Notably, the Board found it "difficult to even decipher whether [Mr. Rivera's] threat to [Mr.] Larios was based upon [u]nion support or general animosity." J.A. 11.
Second, USM maintains that a group of Local 57 representatives photographed USM employees who refused to stop their cars to interact with them as they distributed union literature outside the company's Philadelphia facility. The parties disagree as to whether this occurred, but the ALJ ultimately credited testimony from two Local 57 representatives present in the group that day, both of whom denied that the group photographed anyone. The ALJ regarded the Local 57 agents as "strong and believable witnesses," J.A. 12, and the Board affirmed the ALJ's factual finding on that basis. We give the Board's credibility determinations "great deference" and do not disturb them "in the absence of any evidence indicating otherwise." Atl. Limousine, Inc. v. NLRB, 243 F.3d 711, 718-19 (3d Cir. 2001) (quoting NLRB v. Lee Hotel Corp., 13 F.3d 1347, 1351 (9th Cir. 1994)). USM has not demonstrated why either the Board or the ALJ erred in crediting the union agents' testimony over that of its own witnesses, so we see no basis to depart from that conclusion.

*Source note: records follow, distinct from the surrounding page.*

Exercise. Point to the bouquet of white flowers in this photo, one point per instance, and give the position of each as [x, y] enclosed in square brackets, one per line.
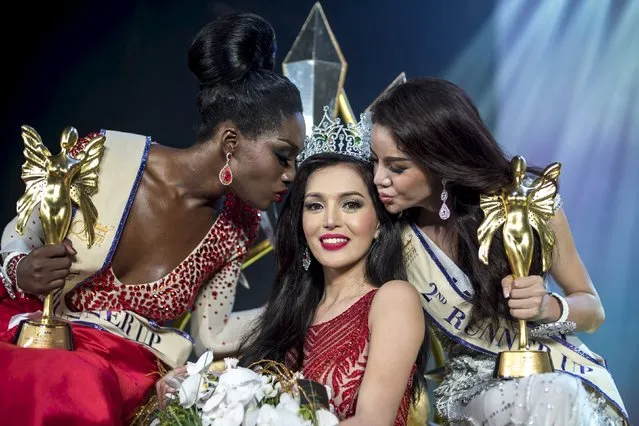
[267, 394]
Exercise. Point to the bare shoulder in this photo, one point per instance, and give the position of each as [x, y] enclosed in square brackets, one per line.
[397, 304]
[396, 294]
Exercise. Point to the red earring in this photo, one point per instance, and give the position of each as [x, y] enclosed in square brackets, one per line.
[226, 175]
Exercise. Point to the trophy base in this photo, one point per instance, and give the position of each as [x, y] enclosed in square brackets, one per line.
[45, 334]
[522, 363]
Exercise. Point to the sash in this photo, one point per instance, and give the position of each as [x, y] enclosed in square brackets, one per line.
[121, 169]
[449, 309]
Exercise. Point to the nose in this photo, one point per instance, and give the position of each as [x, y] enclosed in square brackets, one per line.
[332, 217]
[380, 176]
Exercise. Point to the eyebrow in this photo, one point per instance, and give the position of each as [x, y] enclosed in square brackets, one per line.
[341, 194]
[396, 159]
[391, 158]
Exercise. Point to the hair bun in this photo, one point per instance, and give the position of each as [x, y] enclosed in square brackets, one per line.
[229, 48]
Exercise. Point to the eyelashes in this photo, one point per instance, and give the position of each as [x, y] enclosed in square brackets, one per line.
[348, 205]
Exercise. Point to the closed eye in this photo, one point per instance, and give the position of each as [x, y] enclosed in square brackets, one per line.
[313, 206]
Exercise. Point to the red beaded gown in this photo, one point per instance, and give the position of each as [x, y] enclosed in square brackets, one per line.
[335, 354]
[107, 377]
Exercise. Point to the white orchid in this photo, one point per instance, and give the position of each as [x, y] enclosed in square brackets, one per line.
[238, 397]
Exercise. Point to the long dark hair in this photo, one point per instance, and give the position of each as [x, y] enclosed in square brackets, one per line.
[233, 57]
[435, 123]
[297, 293]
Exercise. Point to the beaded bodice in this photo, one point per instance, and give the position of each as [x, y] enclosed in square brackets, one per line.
[232, 233]
[336, 352]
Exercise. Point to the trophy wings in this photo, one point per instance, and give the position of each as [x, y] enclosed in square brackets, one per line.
[542, 208]
[494, 218]
[85, 183]
[34, 174]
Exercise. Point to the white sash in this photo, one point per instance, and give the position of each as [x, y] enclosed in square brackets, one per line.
[121, 169]
[449, 309]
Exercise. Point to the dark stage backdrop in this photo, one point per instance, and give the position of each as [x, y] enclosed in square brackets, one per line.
[555, 80]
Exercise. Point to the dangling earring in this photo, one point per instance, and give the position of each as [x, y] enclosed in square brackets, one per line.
[306, 259]
[226, 175]
[444, 213]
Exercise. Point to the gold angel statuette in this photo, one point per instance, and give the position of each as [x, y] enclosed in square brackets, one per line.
[55, 182]
[519, 208]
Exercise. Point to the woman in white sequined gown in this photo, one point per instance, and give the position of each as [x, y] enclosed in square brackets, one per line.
[434, 157]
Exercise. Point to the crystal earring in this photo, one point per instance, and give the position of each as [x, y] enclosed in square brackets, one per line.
[306, 259]
[226, 175]
[444, 212]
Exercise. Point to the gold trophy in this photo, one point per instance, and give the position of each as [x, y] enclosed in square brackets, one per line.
[55, 182]
[519, 208]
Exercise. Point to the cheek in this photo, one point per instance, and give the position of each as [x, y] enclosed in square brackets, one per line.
[413, 187]
[309, 226]
[364, 223]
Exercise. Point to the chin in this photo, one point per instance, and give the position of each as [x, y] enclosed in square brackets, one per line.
[261, 205]
[394, 208]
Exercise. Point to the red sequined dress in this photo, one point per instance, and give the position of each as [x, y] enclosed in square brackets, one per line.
[105, 379]
[335, 354]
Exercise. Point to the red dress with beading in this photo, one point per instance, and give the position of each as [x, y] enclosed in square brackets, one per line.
[106, 378]
[336, 352]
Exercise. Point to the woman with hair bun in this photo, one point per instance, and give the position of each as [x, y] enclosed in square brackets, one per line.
[174, 226]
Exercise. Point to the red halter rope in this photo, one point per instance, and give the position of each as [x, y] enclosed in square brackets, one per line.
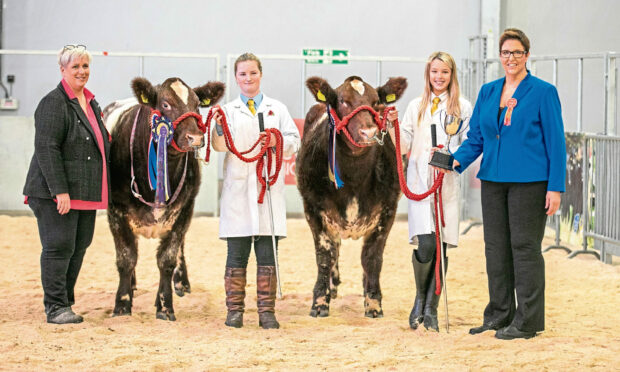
[341, 124]
[436, 188]
[204, 128]
[259, 158]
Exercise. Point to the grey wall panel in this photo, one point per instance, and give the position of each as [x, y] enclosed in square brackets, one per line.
[391, 28]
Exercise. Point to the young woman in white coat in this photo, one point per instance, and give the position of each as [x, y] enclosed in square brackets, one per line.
[441, 93]
[243, 220]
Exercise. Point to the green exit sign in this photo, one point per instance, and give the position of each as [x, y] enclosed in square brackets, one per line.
[308, 52]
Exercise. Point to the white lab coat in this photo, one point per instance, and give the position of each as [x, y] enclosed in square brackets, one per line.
[417, 139]
[240, 213]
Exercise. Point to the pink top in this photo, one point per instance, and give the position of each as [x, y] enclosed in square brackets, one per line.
[92, 119]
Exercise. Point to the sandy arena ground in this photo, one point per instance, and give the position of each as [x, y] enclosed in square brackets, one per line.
[582, 314]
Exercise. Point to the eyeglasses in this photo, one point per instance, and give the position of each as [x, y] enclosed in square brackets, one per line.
[73, 46]
[515, 53]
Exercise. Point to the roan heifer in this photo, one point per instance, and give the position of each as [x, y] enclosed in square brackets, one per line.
[132, 210]
[364, 206]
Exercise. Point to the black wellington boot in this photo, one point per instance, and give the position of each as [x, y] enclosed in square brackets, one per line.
[422, 274]
[432, 301]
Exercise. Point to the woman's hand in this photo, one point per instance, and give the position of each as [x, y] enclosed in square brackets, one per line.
[63, 203]
[217, 116]
[552, 202]
[272, 140]
[455, 162]
[393, 116]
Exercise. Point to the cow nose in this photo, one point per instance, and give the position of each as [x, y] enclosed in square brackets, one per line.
[195, 140]
[368, 133]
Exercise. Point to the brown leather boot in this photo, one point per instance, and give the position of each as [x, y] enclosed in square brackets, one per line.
[234, 283]
[266, 296]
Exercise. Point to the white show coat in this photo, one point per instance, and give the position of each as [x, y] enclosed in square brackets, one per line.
[240, 213]
[417, 139]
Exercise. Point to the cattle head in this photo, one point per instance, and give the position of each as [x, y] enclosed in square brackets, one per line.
[354, 92]
[173, 98]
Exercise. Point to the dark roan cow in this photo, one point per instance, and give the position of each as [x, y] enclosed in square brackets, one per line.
[365, 206]
[128, 216]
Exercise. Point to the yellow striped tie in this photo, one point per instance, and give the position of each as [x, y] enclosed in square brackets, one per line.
[251, 106]
[435, 106]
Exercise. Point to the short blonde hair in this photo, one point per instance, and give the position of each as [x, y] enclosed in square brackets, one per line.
[70, 52]
[248, 57]
[454, 91]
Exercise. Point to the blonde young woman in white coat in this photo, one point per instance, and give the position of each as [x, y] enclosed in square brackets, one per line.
[441, 93]
[242, 220]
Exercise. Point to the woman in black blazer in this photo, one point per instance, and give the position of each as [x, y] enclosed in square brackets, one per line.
[68, 180]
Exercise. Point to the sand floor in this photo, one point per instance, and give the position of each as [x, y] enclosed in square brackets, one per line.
[582, 317]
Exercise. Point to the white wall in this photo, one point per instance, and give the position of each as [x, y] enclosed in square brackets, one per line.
[389, 28]
[570, 27]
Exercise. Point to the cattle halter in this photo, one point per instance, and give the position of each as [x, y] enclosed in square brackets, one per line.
[337, 125]
[341, 124]
[204, 128]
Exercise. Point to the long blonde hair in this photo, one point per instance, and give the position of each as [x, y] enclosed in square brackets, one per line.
[454, 92]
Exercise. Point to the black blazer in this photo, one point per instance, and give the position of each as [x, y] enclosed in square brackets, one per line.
[66, 156]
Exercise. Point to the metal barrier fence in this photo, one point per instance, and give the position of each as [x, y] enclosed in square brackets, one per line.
[601, 196]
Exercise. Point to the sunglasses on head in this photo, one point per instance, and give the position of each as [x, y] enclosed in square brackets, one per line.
[73, 46]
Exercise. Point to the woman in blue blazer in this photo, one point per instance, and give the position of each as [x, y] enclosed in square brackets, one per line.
[517, 126]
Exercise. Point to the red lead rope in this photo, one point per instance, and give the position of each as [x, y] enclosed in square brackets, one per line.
[204, 128]
[258, 158]
[435, 189]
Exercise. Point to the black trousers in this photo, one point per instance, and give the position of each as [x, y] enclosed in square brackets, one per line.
[239, 251]
[64, 239]
[427, 248]
[514, 224]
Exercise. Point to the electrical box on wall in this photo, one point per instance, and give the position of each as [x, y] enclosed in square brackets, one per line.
[9, 104]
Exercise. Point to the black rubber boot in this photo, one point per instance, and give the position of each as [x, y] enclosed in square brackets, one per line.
[422, 274]
[432, 300]
[64, 315]
[234, 283]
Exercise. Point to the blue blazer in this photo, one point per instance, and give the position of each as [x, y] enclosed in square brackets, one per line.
[531, 149]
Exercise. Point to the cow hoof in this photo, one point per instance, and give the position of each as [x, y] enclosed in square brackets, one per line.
[165, 316]
[115, 314]
[180, 290]
[333, 293]
[121, 311]
[374, 314]
[321, 312]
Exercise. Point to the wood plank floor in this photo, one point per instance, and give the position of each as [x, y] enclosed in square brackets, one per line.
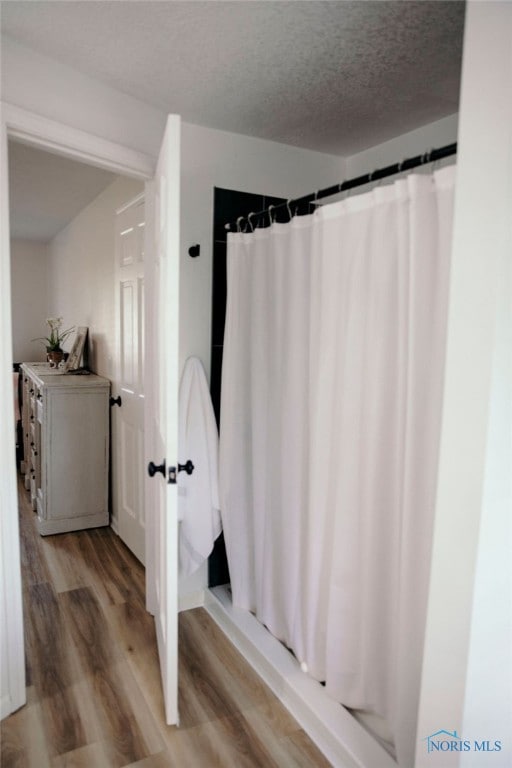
[93, 687]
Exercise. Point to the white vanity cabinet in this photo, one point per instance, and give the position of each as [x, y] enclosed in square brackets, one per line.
[66, 447]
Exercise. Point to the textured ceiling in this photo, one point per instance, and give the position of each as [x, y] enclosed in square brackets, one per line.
[335, 76]
[47, 191]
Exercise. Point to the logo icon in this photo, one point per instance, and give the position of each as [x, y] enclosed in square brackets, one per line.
[450, 741]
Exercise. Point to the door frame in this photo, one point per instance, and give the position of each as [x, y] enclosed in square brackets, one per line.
[58, 138]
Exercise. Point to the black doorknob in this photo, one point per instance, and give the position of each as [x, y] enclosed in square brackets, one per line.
[154, 468]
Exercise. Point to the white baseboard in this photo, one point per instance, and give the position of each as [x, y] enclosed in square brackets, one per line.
[191, 600]
[343, 741]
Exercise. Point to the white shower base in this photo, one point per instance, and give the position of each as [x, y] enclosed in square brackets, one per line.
[338, 735]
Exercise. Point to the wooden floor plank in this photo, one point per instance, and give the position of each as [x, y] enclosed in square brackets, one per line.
[94, 690]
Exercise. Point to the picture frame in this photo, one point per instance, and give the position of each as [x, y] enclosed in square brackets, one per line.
[77, 350]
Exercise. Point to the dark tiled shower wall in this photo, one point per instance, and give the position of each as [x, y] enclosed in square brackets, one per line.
[228, 206]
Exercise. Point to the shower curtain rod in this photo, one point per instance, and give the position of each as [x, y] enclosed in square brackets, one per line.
[359, 181]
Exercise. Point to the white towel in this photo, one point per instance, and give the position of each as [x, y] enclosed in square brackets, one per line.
[199, 492]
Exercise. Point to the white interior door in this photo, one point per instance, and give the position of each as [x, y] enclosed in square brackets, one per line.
[128, 387]
[161, 412]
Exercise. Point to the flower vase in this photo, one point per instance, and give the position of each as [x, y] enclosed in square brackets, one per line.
[54, 356]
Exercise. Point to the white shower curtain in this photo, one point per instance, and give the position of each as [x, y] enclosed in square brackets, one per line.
[330, 416]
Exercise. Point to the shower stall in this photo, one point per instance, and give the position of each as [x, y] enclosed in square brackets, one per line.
[332, 376]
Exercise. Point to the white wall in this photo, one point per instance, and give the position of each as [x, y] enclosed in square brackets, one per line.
[29, 293]
[81, 264]
[467, 673]
[58, 92]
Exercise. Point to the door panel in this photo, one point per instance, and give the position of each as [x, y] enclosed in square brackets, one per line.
[161, 422]
[128, 420]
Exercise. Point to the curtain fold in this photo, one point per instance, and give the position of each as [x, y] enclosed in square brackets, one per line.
[330, 419]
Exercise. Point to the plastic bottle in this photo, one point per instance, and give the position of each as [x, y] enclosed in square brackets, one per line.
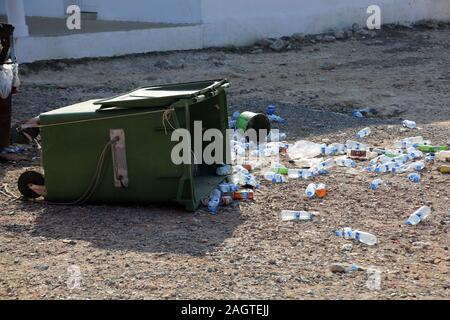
[311, 190]
[414, 177]
[279, 168]
[214, 201]
[290, 215]
[303, 149]
[224, 170]
[443, 156]
[274, 177]
[361, 236]
[365, 237]
[363, 133]
[270, 109]
[296, 173]
[354, 145]
[418, 215]
[409, 124]
[375, 184]
[345, 162]
[244, 194]
[321, 190]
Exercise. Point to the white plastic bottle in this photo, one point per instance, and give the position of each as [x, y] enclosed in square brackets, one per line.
[291, 215]
[409, 124]
[363, 133]
[418, 216]
[311, 190]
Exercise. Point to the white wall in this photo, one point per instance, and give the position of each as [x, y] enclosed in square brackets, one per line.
[240, 22]
[171, 11]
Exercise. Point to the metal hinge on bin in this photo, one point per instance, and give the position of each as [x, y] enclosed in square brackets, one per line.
[119, 157]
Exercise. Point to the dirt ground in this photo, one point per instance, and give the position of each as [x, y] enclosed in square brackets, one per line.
[246, 251]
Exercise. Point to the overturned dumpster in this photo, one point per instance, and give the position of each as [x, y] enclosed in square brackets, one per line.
[118, 150]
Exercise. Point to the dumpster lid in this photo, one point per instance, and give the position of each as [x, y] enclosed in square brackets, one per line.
[163, 95]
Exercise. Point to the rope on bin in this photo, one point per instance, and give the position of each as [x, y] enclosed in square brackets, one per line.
[164, 111]
[167, 115]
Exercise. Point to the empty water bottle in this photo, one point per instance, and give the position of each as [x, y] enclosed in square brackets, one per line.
[414, 177]
[375, 184]
[363, 133]
[361, 236]
[365, 237]
[354, 145]
[345, 162]
[321, 190]
[409, 124]
[270, 109]
[224, 170]
[274, 177]
[311, 190]
[214, 201]
[291, 215]
[418, 216]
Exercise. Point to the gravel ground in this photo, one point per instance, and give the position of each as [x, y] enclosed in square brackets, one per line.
[245, 251]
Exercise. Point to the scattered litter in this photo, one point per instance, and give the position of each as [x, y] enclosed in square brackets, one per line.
[290, 215]
[375, 184]
[321, 190]
[409, 124]
[361, 236]
[414, 177]
[418, 216]
[311, 190]
[444, 169]
[363, 133]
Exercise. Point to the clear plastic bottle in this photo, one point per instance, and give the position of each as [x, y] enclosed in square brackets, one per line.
[296, 173]
[290, 215]
[354, 145]
[311, 190]
[214, 201]
[303, 149]
[409, 124]
[363, 133]
[224, 170]
[365, 237]
[345, 162]
[274, 177]
[321, 190]
[361, 236]
[375, 184]
[414, 177]
[418, 215]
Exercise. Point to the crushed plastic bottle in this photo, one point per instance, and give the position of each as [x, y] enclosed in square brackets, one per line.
[244, 194]
[345, 162]
[409, 124]
[375, 184]
[363, 133]
[418, 216]
[270, 109]
[274, 177]
[224, 170]
[414, 177]
[354, 145]
[311, 190]
[276, 119]
[291, 215]
[214, 201]
[321, 190]
[279, 168]
[361, 236]
[303, 149]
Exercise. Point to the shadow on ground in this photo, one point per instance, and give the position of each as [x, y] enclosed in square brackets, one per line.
[154, 229]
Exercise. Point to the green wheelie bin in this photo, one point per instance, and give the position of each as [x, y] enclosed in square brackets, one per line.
[118, 150]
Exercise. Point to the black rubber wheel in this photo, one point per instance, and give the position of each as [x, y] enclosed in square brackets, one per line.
[27, 178]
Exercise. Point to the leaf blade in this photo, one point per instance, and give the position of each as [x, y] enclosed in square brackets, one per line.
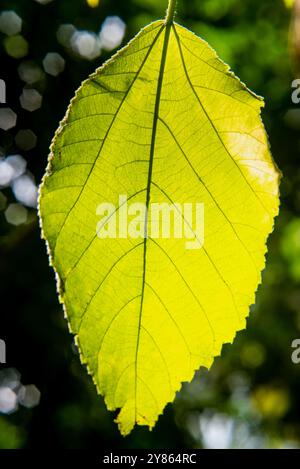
[161, 138]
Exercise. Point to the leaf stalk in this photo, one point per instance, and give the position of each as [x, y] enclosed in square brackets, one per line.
[171, 12]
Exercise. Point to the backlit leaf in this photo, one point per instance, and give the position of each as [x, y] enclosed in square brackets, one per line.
[164, 121]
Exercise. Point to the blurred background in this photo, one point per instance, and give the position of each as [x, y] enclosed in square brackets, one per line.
[251, 396]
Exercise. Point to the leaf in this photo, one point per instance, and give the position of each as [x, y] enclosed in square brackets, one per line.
[164, 121]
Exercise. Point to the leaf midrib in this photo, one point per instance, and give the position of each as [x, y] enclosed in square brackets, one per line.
[148, 194]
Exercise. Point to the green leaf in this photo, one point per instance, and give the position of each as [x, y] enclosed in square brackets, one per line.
[164, 121]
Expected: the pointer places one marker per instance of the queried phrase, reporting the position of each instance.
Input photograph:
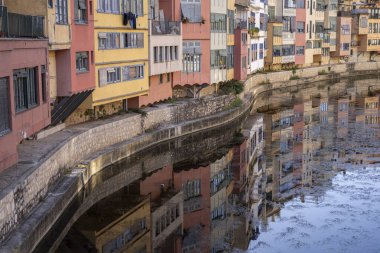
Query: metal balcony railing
(18, 25)
(166, 28)
(241, 24)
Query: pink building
(300, 42)
(241, 52)
(165, 50)
(343, 34)
(196, 185)
(24, 89)
(75, 67)
(195, 18)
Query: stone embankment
(74, 155)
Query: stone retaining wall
(19, 198)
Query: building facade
(24, 89)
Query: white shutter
(122, 40)
(102, 77)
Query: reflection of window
(81, 61)
(4, 106)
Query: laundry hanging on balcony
(130, 18)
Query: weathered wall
(20, 197)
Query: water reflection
(292, 171)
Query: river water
(300, 174)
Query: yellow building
(230, 37)
(121, 54)
(124, 228)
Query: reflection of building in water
(166, 209)
(221, 202)
(311, 140)
(195, 183)
(119, 223)
(254, 132)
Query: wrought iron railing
(166, 28)
(18, 25)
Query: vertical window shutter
(76, 7)
(140, 40)
(140, 8)
(122, 40)
(102, 77)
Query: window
(134, 6)
(80, 11)
(191, 56)
(346, 29)
(61, 12)
(109, 40)
(345, 46)
(300, 27)
(218, 59)
(82, 61)
(191, 63)
(43, 83)
(300, 50)
(4, 106)
(218, 22)
(363, 22)
(244, 38)
(231, 21)
(191, 10)
(244, 62)
(133, 72)
(25, 88)
(300, 4)
(132, 40)
(254, 52)
(109, 6)
(192, 189)
(230, 57)
(155, 54)
(109, 75)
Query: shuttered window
(80, 11)
(25, 84)
(61, 12)
(133, 72)
(109, 6)
(109, 40)
(132, 40)
(191, 10)
(109, 75)
(134, 6)
(4, 106)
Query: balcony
(243, 3)
(166, 44)
(241, 24)
(20, 26)
(165, 28)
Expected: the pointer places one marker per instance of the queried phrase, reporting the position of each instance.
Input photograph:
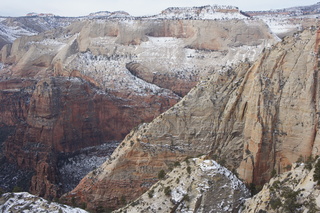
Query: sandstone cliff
(254, 119)
(93, 81)
(191, 187)
(292, 191)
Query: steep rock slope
(93, 81)
(63, 115)
(25, 202)
(254, 119)
(13, 27)
(288, 21)
(190, 187)
(292, 191)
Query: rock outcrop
(25, 202)
(93, 81)
(254, 119)
(191, 187)
(292, 191)
(60, 114)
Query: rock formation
(25, 202)
(96, 79)
(255, 119)
(191, 187)
(293, 191)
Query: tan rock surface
(255, 119)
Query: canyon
(255, 119)
(204, 94)
(90, 82)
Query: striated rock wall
(255, 119)
(191, 187)
(293, 191)
(64, 115)
(70, 88)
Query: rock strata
(254, 119)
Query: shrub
(310, 160)
(150, 193)
(290, 203)
(189, 170)
(316, 175)
(17, 189)
(123, 200)
(186, 198)
(161, 174)
(177, 163)
(167, 191)
(275, 203)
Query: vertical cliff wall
(255, 119)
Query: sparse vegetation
(176, 164)
(161, 174)
(316, 175)
(275, 203)
(123, 200)
(167, 191)
(17, 189)
(189, 170)
(150, 193)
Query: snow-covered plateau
(27, 203)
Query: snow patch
(217, 12)
(27, 203)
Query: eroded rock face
(72, 87)
(65, 115)
(254, 118)
(195, 185)
(293, 191)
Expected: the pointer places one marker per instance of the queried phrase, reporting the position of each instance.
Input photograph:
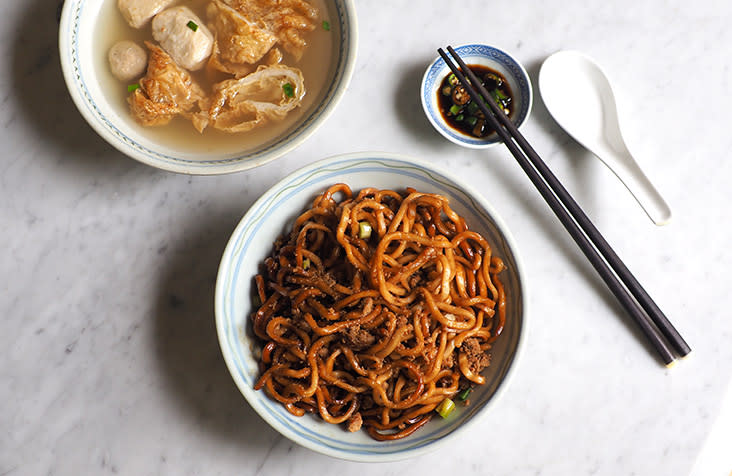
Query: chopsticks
(626, 288)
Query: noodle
(376, 308)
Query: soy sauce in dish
(461, 112)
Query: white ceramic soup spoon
(579, 97)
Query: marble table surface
(110, 362)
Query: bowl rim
(224, 163)
(453, 135)
(302, 174)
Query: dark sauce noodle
(461, 112)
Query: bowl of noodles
(207, 86)
(371, 306)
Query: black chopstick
(600, 254)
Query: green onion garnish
(445, 408)
(364, 230)
(462, 396)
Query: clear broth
(316, 65)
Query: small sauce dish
(487, 56)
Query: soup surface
(316, 64)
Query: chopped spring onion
(462, 396)
(498, 94)
(445, 408)
(364, 230)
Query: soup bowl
(87, 30)
(274, 213)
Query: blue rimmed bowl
(101, 101)
(273, 213)
(484, 55)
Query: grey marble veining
(110, 360)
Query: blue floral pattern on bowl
(489, 56)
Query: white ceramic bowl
(274, 213)
(81, 59)
(484, 55)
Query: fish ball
(127, 60)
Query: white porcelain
(79, 21)
(494, 58)
(580, 98)
(274, 212)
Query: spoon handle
(625, 167)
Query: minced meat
(357, 338)
(477, 359)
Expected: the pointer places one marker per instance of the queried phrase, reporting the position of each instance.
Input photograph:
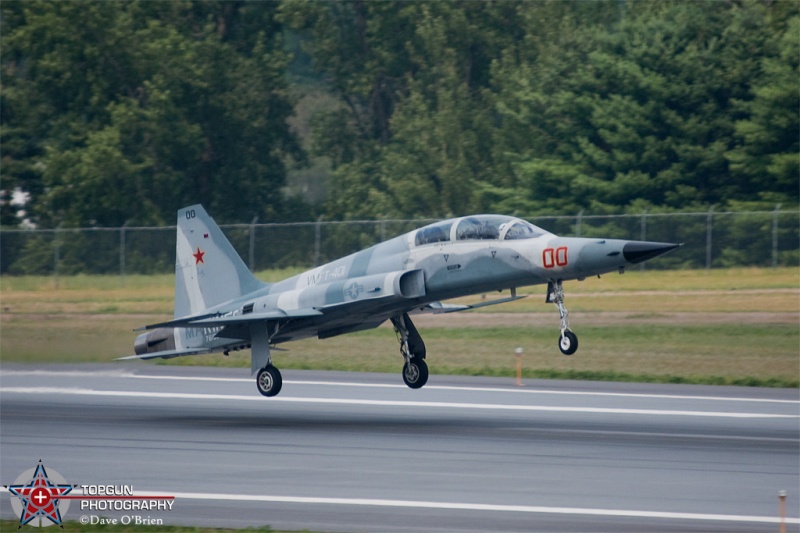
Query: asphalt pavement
(361, 452)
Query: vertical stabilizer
(208, 271)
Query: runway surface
(361, 452)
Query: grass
(89, 319)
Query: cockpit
(478, 227)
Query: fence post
(57, 252)
(122, 231)
(775, 236)
(709, 236)
(252, 256)
(317, 240)
(643, 233)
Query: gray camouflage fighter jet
(221, 307)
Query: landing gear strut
(269, 381)
(415, 370)
(567, 341)
(268, 378)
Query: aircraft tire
(415, 373)
(568, 344)
(269, 381)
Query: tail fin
(208, 271)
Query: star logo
(38, 497)
(198, 256)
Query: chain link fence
(711, 240)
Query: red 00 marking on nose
(552, 257)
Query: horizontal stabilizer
(439, 307)
(166, 354)
(218, 319)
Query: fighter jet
(220, 306)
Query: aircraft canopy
(478, 227)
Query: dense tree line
(120, 112)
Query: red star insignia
(40, 497)
(198, 257)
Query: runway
(361, 452)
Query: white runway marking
(480, 507)
(130, 375)
(384, 403)
(367, 502)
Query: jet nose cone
(640, 251)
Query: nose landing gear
(567, 341)
(415, 370)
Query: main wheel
(415, 373)
(269, 381)
(568, 343)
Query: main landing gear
(567, 341)
(268, 378)
(269, 381)
(415, 370)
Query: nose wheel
(415, 373)
(415, 370)
(568, 341)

USM argues that we should reject this credibility determination because the ALJ "did not adequately explain the basis for his credibility assessments." USM Opening Br. 31. But "[i]t is well established that explicit credibility findings are unnecessary when a judge has 'implicitly resolved conflicts in the testimony by accepting and relying on the testimony of [one party's] witnesses.'" Am. Coal Co., 337 N.L.R.B. 1044, 1044 n.2 (2002) (quoting Electri-Flex Co. v. NLRB, 570 F.2d 1327, 1331 (7th Cir. 1978)).
III.
For these reasons, we will grant the Board's applications for enforcement and deny USM's cross-petitions for review.